Chapter 02

The first author recently was privileged to be included in a conversation with a prominent politician regarding the legitimacy of a high school exit examination that all students [in that state] must pass to obtain a high school diploma. Indeed, this person was the principal architect of the mandated exit-level test policy. Ironically, when asked if he could pass the exam, he commented that “it really didn’t make a difference, since so many other factors contributed to success in life after high school!”

Cut scores are widely used by educators and psychologists in a variety of contexts. Technically, a cut score is a prescribed value on a continuum of values (given the instrument employed) that is seen to be a “threshold” that demarcates the presence or absence of a particular state or condition (e.g., proficient or non-proficient; depressed or not depressed).  Cut scores are usually associated with criterion-referenced tests (CRTs) when used to indicate a minimal level of proficiency or mastery; however, in some instances cut scores are invoked when using norm-referenced tests (NRTs). An example of this might be when a psychologist uses a normative threshold on the MMPI scales to infer potential psychopathology, or when a school diagnostician uses IQ and achievement measures to determine the presence of a learning disability based on a one standard deviation discrepancy (Anastasi, 1989). Similarly, one of the criteria for determining the presence of mental retardation is a full-scale IQ below 70 (AAMR, 2005, March). Universities often employ cut scores on NRTs as a partial determinant of who is accepted into their schools (e.g., SAT; GRE). Undoubtedly, however, the greatest use of cut scores lies in determining mastery or proficiency in a content domain by virtue of CRT performance.


After determining appropriate behavioral learning outcomes in a given content area (content standards), a CRT is constructed of items that link directly back to the content criteria [hence the term criterion-referenced (Crocker & Algina, 1986)]. Expectations for performance standards are then set demarcating levels of performance based on what a proficient examinee should be able to do.

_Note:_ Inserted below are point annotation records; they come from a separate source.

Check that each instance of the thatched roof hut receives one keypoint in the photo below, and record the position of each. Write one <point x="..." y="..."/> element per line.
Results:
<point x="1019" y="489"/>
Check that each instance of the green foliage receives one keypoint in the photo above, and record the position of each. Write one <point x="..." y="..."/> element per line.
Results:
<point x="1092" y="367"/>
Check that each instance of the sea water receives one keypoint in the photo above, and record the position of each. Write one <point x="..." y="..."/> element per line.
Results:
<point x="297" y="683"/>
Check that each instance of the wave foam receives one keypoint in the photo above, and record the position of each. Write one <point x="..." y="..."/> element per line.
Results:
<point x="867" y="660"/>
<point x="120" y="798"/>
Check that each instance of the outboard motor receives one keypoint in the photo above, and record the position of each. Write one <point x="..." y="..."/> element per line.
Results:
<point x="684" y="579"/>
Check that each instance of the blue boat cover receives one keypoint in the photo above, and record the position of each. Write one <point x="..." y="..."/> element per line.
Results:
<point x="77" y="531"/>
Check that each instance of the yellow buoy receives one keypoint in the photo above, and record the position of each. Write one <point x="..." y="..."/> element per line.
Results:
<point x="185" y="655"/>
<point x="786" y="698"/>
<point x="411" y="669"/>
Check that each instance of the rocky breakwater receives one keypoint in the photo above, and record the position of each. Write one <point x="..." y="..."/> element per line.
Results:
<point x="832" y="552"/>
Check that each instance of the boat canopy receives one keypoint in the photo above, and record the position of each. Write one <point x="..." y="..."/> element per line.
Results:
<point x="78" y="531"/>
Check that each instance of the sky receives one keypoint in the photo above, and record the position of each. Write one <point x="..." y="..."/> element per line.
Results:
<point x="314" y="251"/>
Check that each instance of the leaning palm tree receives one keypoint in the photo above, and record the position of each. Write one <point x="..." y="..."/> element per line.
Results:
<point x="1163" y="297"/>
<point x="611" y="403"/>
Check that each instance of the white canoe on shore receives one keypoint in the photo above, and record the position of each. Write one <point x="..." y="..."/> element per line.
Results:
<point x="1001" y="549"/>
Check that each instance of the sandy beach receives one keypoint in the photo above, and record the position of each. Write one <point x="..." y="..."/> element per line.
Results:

As an example, the No Child Left Behind (NCLB) legislation (2002) demands performance expectations based on cut scores – students, schools, and school districts that fail to make the cut are “left behind,” and are subject to considerable punitive actions with respect to federal school funding. The cut score on the examination represents the operationalization of performance standards based on the content standards. Sometimes the cut score indicates a dichotomous performance level (e.g., pass–fail), while at other times there may be multiple performance levels (e.g., below proficient–proficient–advanced). In certain professions, such as medicine, cut scores are used to decide who is eligible for licensure in the field. In K-12 settings, student CRT performance is used not only to gauge mastery of learning outcomes, but also for determining whether a student should be retained in grade or denied a high school diploma. What is often overlooked both by educators and public stakeholders is that the validity of decisions made based on CRT performance is dependent on the quality of the method used for establishing performance standards and the technical adequacy of the tests themselves.


Our purpose in this chapter is to outline some of the technical and practical concerns with CRTs related to the establishing of performance standards and cut scores. We start with the premise that a meaningful, legitimate, and well-defined set of learning goals and objectives has been established. Moreover, we assume that a comprehensive and technically sound pool of items has been constructed to measure these outcomes. Having taken this leap of faith (see Glass, 1978), we focus on two central issues:  (a) the relative merit of methods for establishing cut scores to define performance levels, and (b) methods of compensating for errors in the standard setting process and errors in tests. These methods are briefly elaborated, potential disadvantages of each are discussed, and suggestions for proper practice are provided.